Sunday, May 07, 2023

Today -100: May 7, 1923: Of train kidnappings, home sweet home, and broken treaties

France and Belgium reject Germany’s reparations proposals. They decide not to issue a joint reply with Britain. Not surprisingly, they want more money than Germany offered. They say there will be no talks until passive resistance ends, denying Germany’s claim that passive resistance is a spontaneous act of the people of the Ruhr instead of ordered by the German government, and say they won’t end the occupation until Germany pays up.
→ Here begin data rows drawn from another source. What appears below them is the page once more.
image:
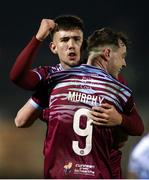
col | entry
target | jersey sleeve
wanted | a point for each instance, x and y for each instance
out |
(21, 73)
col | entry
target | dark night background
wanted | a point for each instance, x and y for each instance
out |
(19, 21)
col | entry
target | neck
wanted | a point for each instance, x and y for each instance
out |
(97, 63)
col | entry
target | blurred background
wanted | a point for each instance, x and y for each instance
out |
(21, 149)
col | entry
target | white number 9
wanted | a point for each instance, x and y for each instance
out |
(82, 132)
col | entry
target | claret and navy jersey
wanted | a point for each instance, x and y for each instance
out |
(74, 147)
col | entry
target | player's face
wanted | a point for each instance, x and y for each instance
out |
(67, 44)
(117, 60)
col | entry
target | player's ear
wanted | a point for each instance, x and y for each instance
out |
(106, 53)
(53, 47)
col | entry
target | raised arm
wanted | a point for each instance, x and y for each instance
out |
(21, 73)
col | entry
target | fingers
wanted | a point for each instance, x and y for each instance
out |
(99, 109)
(106, 106)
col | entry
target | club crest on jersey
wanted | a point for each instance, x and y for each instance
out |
(68, 168)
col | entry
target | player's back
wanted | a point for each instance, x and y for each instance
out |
(75, 148)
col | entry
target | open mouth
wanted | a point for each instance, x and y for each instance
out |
(72, 55)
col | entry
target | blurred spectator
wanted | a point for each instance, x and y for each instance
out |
(138, 166)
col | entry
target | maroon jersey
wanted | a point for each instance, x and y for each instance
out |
(74, 147)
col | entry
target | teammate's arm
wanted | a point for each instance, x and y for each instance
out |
(107, 115)
(27, 114)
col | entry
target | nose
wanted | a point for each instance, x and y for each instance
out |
(71, 44)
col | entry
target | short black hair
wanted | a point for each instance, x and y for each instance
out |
(67, 22)
(106, 36)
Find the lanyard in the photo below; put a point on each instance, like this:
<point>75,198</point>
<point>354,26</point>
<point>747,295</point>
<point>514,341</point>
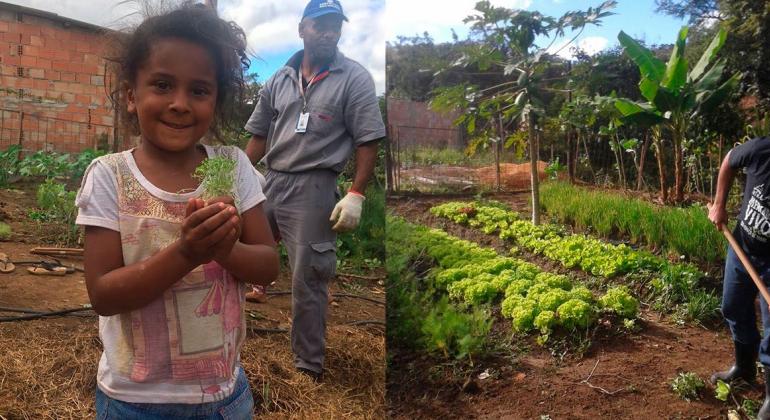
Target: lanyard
<point>322,73</point>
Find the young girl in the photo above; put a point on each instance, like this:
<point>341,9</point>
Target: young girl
<point>164,269</point>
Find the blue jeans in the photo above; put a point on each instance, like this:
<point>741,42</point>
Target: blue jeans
<point>738,298</point>
<point>238,406</point>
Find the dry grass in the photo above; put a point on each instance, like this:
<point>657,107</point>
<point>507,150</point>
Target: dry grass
<point>48,371</point>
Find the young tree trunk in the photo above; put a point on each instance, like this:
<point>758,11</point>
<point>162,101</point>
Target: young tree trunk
<point>388,166</point>
<point>678,172</point>
<point>618,160</point>
<point>657,141</point>
<point>622,164</point>
<point>642,156</point>
<point>570,157</point>
<point>498,146</point>
<point>534,177</point>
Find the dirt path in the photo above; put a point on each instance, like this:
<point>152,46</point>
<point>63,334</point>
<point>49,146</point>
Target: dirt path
<point>635,368</point>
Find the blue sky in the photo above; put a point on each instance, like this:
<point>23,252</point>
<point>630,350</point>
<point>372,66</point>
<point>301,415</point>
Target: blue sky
<point>635,17</point>
<point>271,25</point>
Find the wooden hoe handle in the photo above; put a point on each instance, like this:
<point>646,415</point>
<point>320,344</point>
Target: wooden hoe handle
<point>747,264</point>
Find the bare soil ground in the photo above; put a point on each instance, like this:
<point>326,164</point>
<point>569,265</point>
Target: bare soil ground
<point>48,366</point>
<point>513,177</point>
<point>618,376</point>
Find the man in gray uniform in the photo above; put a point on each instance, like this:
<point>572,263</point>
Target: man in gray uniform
<point>311,115</point>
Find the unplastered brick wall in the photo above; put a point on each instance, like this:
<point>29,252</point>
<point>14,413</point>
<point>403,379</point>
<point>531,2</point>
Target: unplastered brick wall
<point>52,83</point>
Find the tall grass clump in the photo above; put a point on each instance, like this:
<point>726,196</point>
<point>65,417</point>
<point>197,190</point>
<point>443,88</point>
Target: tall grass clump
<point>684,231</point>
<point>417,315</point>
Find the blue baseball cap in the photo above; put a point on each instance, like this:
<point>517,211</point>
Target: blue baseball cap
<point>317,8</point>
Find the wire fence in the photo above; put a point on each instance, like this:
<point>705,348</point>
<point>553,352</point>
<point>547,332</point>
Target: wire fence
<point>433,160</point>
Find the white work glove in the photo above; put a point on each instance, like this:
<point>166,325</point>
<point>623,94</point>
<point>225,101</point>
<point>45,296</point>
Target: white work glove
<point>260,178</point>
<point>349,212</point>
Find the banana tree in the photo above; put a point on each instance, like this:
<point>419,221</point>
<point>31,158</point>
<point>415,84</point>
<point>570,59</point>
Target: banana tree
<point>504,44</point>
<point>675,96</point>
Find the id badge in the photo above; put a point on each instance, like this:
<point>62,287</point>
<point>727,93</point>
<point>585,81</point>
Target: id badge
<point>302,122</point>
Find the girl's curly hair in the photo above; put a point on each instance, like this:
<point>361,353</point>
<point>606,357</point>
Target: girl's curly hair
<point>225,41</point>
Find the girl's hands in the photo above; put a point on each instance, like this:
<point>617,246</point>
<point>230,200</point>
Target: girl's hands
<point>226,245</point>
<point>209,230</point>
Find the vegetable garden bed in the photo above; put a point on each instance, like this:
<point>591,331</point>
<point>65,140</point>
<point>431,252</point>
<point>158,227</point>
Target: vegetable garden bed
<point>621,373</point>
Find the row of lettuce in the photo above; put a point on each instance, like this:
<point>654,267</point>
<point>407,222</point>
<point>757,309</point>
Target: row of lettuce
<point>668,284</point>
<point>442,289</point>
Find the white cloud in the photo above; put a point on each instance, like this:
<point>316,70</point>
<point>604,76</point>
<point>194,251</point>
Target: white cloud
<point>272,27</point>
<point>412,17</point>
<point>590,45</point>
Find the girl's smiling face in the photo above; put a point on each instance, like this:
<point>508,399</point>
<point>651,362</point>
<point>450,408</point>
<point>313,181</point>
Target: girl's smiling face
<point>174,95</point>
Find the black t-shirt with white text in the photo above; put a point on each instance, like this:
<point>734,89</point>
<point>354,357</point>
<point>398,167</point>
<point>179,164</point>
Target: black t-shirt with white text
<point>753,228</point>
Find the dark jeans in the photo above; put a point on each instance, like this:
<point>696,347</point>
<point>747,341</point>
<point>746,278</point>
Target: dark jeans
<point>738,307</point>
<point>238,406</point>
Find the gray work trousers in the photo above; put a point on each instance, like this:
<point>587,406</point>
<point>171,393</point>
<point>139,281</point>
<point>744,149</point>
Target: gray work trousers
<point>298,207</point>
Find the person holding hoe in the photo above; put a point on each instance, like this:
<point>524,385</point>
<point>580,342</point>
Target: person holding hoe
<point>310,117</point>
<point>741,281</point>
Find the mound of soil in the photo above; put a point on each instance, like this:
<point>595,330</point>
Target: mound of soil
<point>513,176</point>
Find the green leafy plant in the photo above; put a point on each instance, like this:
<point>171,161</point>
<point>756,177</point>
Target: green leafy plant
<point>619,301</point>
<point>217,176</point>
<point>9,163</point>
<point>58,211</point>
<point>687,385</point>
<point>722,390</point>
<point>750,407</point>
<point>45,164</point>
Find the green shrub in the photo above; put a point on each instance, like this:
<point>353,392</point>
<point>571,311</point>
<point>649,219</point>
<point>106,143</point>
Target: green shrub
<point>58,211</point>
<point>687,385</point>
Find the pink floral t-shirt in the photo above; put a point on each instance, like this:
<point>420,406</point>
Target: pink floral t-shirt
<point>184,346</point>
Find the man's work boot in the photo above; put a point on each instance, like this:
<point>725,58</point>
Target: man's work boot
<point>764,411</point>
<point>745,366</point>
<point>258,294</point>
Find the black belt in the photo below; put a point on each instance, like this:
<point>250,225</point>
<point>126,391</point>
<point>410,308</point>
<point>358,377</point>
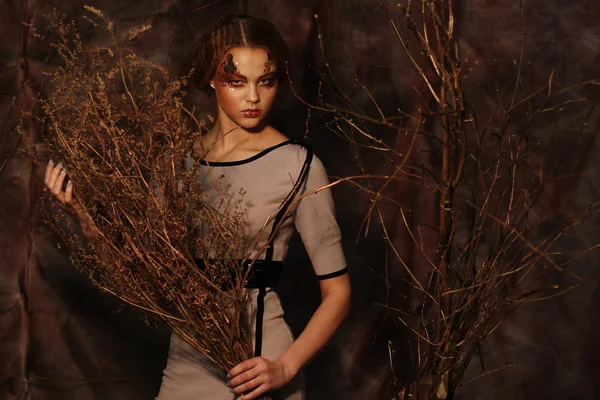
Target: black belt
<point>263,274</point>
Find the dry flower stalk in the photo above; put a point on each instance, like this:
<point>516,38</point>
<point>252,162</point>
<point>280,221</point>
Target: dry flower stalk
<point>490,256</point>
<point>118,125</point>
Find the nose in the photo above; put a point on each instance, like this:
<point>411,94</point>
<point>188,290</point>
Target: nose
<point>252,94</point>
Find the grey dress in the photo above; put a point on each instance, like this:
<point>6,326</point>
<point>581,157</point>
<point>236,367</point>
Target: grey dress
<point>259,185</point>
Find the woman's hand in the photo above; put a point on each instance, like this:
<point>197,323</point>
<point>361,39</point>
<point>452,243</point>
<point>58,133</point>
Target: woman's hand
<point>258,376</point>
<point>54,179</point>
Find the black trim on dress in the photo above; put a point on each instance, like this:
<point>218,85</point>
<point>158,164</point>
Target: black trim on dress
<point>246,160</point>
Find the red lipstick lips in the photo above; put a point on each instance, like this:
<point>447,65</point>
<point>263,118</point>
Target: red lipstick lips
<point>251,113</point>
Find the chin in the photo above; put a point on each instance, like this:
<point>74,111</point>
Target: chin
<point>252,123</point>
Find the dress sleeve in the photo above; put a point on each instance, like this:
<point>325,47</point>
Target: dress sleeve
<point>314,218</point>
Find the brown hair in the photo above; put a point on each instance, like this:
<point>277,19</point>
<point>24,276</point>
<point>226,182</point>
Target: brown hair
<point>237,30</point>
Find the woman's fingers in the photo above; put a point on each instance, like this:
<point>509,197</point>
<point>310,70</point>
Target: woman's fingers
<point>248,386</point>
<point>53,176</point>
<point>256,393</point>
<point>69,192</point>
<point>58,182</point>
<point>48,171</point>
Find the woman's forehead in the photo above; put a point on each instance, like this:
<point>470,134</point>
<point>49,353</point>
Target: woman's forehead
<point>248,61</point>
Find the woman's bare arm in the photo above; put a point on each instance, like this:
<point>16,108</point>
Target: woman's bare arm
<point>259,375</point>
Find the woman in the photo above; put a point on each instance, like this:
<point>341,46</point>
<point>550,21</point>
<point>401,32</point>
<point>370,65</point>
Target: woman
<point>242,61</point>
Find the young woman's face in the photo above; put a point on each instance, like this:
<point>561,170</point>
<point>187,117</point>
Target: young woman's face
<point>245,86</point>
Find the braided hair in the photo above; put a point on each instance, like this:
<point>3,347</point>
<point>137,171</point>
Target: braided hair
<point>237,30</point>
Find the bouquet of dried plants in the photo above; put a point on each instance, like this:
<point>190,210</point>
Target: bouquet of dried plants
<point>118,125</point>
<point>491,255</point>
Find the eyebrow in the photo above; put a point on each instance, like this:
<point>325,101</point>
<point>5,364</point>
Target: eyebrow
<point>272,73</point>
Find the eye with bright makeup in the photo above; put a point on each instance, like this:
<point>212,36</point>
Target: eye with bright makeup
<point>246,83</point>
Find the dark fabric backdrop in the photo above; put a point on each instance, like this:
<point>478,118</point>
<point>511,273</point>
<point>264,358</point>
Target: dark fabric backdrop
<point>60,338</point>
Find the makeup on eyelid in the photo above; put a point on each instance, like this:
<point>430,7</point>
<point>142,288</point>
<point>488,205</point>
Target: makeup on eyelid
<point>246,85</point>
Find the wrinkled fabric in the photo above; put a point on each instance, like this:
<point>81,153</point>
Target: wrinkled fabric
<point>63,339</point>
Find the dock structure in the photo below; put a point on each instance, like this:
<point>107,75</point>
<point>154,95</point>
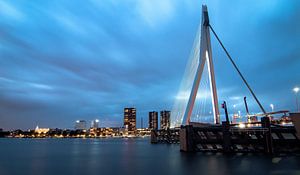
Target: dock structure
<point>169,136</point>
<point>229,138</point>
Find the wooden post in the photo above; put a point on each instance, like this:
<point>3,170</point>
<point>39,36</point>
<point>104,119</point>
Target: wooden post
<point>226,137</point>
<point>296,121</point>
<point>153,136</point>
<point>186,139</point>
<point>268,145</point>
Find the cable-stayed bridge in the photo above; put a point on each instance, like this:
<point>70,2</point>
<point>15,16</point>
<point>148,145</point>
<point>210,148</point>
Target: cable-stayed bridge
<point>197,99</point>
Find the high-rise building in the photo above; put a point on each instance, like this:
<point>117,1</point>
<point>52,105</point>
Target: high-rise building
<point>165,119</point>
<point>153,120</point>
<point>130,119</point>
<point>80,125</point>
<point>95,124</point>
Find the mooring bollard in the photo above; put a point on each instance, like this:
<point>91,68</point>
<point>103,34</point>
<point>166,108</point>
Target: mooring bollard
<point>186,139</point>
<point>268,145</point>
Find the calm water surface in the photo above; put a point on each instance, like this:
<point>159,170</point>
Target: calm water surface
<point>128,156</point>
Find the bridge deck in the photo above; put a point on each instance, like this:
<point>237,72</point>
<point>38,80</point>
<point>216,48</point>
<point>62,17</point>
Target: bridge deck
<point>226,138</point>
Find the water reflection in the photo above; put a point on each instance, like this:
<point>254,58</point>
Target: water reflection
<point>128,156</point>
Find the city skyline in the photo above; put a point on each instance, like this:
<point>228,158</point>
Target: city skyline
<point>60,64</point>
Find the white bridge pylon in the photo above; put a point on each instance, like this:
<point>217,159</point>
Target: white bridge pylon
<point>201,54</point>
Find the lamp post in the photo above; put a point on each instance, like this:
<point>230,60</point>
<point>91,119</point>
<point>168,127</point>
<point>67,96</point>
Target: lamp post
<point>296,90</point>
<point>272,107</point>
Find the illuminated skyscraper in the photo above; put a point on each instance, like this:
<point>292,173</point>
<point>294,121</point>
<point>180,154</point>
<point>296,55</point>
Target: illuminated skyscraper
<point>95,124</point>
<point>165,119</point>
<point>130,119</point>
<point>153,120</point>
<point>80,125</point>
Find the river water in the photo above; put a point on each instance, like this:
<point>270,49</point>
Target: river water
<point>132,156</point>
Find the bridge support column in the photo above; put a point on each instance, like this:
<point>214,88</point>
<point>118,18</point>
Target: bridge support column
<point>268,145</point>
<point>186,139</point>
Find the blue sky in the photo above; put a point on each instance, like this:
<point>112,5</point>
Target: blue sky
<point>67,60</point>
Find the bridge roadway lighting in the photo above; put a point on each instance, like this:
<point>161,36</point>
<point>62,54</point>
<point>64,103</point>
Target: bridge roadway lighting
<point>272,107</point>
<point>296,90</point>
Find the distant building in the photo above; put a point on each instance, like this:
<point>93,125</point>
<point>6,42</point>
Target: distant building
<point>41,130</point>
<point>95,124</point>
<point>80,125</point>
<point>165,119</point>
<point>130,119</point>
<point>153,120</point>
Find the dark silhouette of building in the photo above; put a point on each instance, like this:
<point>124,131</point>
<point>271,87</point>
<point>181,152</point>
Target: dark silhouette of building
<point>153,120</point>
<point>165,119</point>
<point>130,119</point>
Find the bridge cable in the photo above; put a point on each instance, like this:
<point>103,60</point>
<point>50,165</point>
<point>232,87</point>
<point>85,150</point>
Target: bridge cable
<point>237,69</point>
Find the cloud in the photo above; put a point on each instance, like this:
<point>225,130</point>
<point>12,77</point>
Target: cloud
<point>10,11</point>
<point>155,12</point>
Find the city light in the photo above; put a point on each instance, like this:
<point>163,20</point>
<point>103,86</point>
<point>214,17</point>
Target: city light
<point>272,107</point>
<point>242,125</point>
<point>296,90</point>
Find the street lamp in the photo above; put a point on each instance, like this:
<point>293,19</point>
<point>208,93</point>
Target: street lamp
<point>296,90</point>
<point>272,107</point>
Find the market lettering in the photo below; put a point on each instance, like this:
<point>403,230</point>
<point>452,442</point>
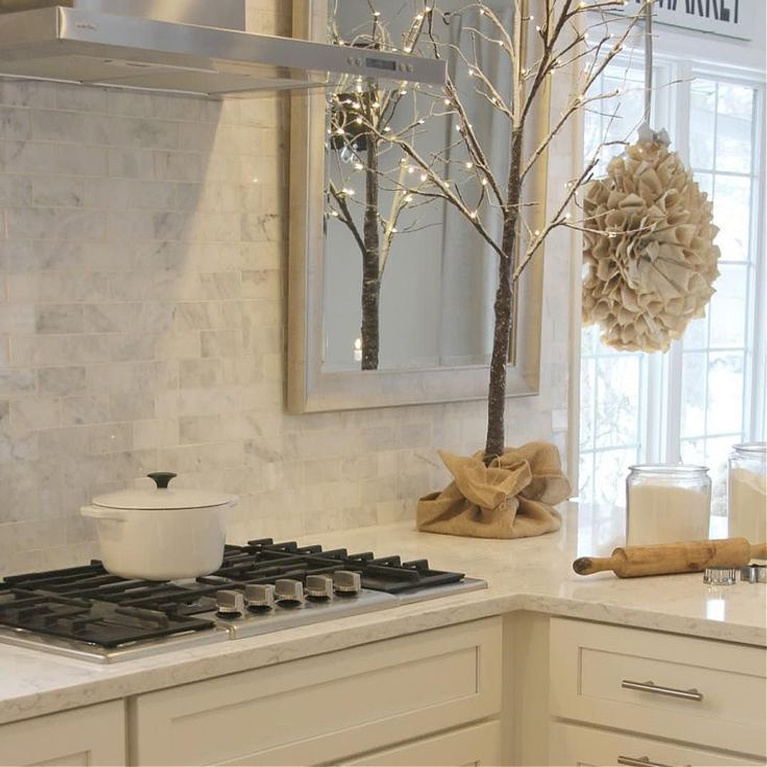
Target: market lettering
<point>727,11</point>
<point>720,10</point>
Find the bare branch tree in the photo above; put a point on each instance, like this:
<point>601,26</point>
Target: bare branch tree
<point>533,51</point>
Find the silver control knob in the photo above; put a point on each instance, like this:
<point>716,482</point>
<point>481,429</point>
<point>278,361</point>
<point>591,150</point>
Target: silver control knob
<point>259,596</point>
<point>289,590</point>
<point>347,582</point>
<point>230,603</point>
<point>319,587</point>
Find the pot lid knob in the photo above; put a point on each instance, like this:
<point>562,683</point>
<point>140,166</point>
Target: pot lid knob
<point>162,478</point>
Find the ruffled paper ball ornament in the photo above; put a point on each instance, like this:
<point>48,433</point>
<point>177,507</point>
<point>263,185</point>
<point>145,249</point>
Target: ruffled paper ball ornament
<point>648,247</point>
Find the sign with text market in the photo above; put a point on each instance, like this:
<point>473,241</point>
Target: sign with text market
<point>729,18</point>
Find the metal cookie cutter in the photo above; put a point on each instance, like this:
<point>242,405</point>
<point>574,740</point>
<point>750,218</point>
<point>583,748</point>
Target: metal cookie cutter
<point>719,576</point>
<point>754,573</point>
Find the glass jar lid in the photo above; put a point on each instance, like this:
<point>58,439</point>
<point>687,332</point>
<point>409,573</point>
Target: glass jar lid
<point>670,469</point>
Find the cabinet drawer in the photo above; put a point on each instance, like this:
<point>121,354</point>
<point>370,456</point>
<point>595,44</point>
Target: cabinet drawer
<point>479,745</point>
<point>325,708</point>
<point>82,736</point>
<point>577,745</point>
<point>702,691</point>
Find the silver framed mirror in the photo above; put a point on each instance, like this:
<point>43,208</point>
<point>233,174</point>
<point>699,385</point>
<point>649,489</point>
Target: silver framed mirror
<point>319,377</point>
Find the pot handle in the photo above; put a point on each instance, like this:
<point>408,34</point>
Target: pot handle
<point>162,478</point>
<point>102,513</point>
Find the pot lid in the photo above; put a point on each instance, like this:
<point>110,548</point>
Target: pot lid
<point>162,497</point>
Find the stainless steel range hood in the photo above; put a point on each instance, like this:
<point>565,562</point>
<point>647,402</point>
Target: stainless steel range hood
<point>183,46</point>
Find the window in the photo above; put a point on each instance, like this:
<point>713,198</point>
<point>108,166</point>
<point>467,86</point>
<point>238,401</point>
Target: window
<point>707,393</point>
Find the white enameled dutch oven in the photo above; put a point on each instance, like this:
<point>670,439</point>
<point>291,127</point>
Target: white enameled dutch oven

Lucy Aldrich, daughter of a former and sister-in-law of John D. Rockefeller Jr., is kidnapped by bandits in China, along with 150 other train passengers, during an attack on the Shanghai-Peking Express. Or 300 passengers according to a different AP dispatch printed right below the first one. The bandits derail the train, shoot it up, and steal everything they can before marching their captives
 off into the night in their nightclothes.

The song “Home Sweet Home” (you know, “Be it ever so humble etc”) is 100 years old, and at least 15,000 people gather in Prospect Park to commemorate the occasion with a sing-song, because that’s what life was like before the internet.

8 Sioux tribes will sue the US for $700,000,000 for treaty violations. Stolen land, some containing extensive gold deposits, slaughtered game, the usual.